# The trilogy - 2012-03-13



## Kenta (Apr 28, 2010)

Last update had my big PNT, miss that guy, but it got too aggressive with my fish. Enjoy!


----------



## hondas3000 (Apr 22, 2010)

lol, what happen to your feng shui setup? . I like your ST want to give it up? hope you don't have this setup in your bedroom again as it is so loud.


----------



## Flygirl (Jul 23, 2011)

Great looking fish, though they look bored. You should build them a playground, or a bit of an obstacle course


----------



## m_class2g (Apr 21, 2010)

kenta ill gladly take your st off your hands. you tank looks too overstocked. lol jk. love the trilogy. needs a few more fish imo!


----------



## hondas3000 (Apr 22, 2010)

m_class2g said:


> kenta ill gladly take your st off your hands. you tank looks too overstocked. lol jk. love the trilogy. needs a few more fish imo!
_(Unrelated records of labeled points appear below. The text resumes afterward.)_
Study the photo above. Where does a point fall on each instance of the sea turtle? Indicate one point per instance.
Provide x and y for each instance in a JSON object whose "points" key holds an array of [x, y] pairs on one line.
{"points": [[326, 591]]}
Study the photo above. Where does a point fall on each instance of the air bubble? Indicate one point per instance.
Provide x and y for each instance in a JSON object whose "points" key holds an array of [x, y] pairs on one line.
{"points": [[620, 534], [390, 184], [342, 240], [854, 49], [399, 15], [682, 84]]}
Hahah I like a over stock idea. I think that st is nicer in my tank as mike tank is over stock too.


----------



## jay_leask (Apr 22, 2010)

wow those are massive! very cool.


----------



## m_class2g (Apr 21, 2010)

hondas3000 said:


> Hahah I like a over stock idea. I think that st is nicer in my tank as mike tank is over stock too.


hahaha mine actually is already pretty full... your new one will get that st to its max size for sure!


----------



## Kenta (Apr 28, 2010)

David, this tank isn't in my bedroom, instead I have sacrificed my dining room for it! Its not too loud though, more like background noise, it drowns out the traffic and skytrain noise from outside. 
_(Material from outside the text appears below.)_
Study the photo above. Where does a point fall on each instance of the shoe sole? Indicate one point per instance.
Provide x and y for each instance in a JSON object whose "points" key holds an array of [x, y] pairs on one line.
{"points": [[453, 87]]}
Thanks Flygirl, they keep each other company like brothers and sisters... don't see it in the video but they frequently pester each other..

JAYLEASK, not big enough!

MIKE, I'd grab a ray off you but cant with my flagtail in there... plus it would make me go broke!


----------



## stratos (Apr 21, 2010)

That tank looks pretty stable Kenta, you could go a long time with it I think. There is a fellow trying to sell a large FRT in the Vancouver area, I wonder if it is your old one? I think it was posted for sale on BCAquaria a while ago.


----------



## Kenta (Apr 28, 2010)

stratos said:


> That tank looks pretty stable Kenta, you could go a long time with it I think. There is a fellow trying to sell a large FRT in the Vancouver area, I wonder if it is your old one? I think it was posted for sale on BCAquaria a while ago.


Hey Theo! Thats the plan, I don't see an upgrade for a long time so these guys will have to call this tank home for a while. I think both of my old PNTs have ended up with Rich, I know for sure my first one at least... PNTs are so cool until they start picking on your fish, Im done trying to find the perfect one that will not eat fish, too expensive!


----------



## stratos (Apr 21, 2010)

Rich should have the space to care properly for your FRT, good to know since they get so darn big.
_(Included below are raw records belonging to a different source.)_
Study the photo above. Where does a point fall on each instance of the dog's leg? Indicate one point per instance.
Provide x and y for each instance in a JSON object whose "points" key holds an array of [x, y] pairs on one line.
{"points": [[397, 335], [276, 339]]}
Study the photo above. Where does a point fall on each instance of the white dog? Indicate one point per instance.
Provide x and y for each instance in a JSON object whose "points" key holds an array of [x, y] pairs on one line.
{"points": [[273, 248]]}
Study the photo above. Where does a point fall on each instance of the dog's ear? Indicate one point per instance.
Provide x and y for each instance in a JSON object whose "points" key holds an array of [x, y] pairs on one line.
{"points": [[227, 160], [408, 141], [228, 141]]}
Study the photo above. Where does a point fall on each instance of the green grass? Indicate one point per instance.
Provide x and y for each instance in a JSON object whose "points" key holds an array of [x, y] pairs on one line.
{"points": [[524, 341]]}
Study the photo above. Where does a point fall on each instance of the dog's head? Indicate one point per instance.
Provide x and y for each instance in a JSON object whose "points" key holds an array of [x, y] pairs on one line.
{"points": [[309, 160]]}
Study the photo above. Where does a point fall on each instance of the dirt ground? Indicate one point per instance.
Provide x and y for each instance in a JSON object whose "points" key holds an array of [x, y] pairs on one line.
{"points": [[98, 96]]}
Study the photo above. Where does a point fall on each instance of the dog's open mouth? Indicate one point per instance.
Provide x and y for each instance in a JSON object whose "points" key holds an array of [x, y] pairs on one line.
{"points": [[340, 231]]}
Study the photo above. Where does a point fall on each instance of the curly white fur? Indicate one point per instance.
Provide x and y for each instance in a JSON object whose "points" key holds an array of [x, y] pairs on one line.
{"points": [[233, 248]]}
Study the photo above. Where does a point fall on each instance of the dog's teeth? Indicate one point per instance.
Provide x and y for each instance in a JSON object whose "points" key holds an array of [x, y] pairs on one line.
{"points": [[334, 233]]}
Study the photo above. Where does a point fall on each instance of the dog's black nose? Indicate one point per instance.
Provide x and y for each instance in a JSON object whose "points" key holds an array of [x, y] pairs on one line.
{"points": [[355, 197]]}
On another note, your old FF is doing well in my tank, am hoping it will get along with a few rays in the future...


----------



## Kenta (Apr 28, 2010)

stratos said:


> Rich should have the space to care properly for your FRT, good to know since they get so darn big.
> 
> On another note, your old FF is doing well in my tank, am hoping it will get along with a few rays in the future...


I hope so too, my FF is one of the main reasons my tank is rayless, plus they cost a lot and not sure my water is clean enough for them!


----------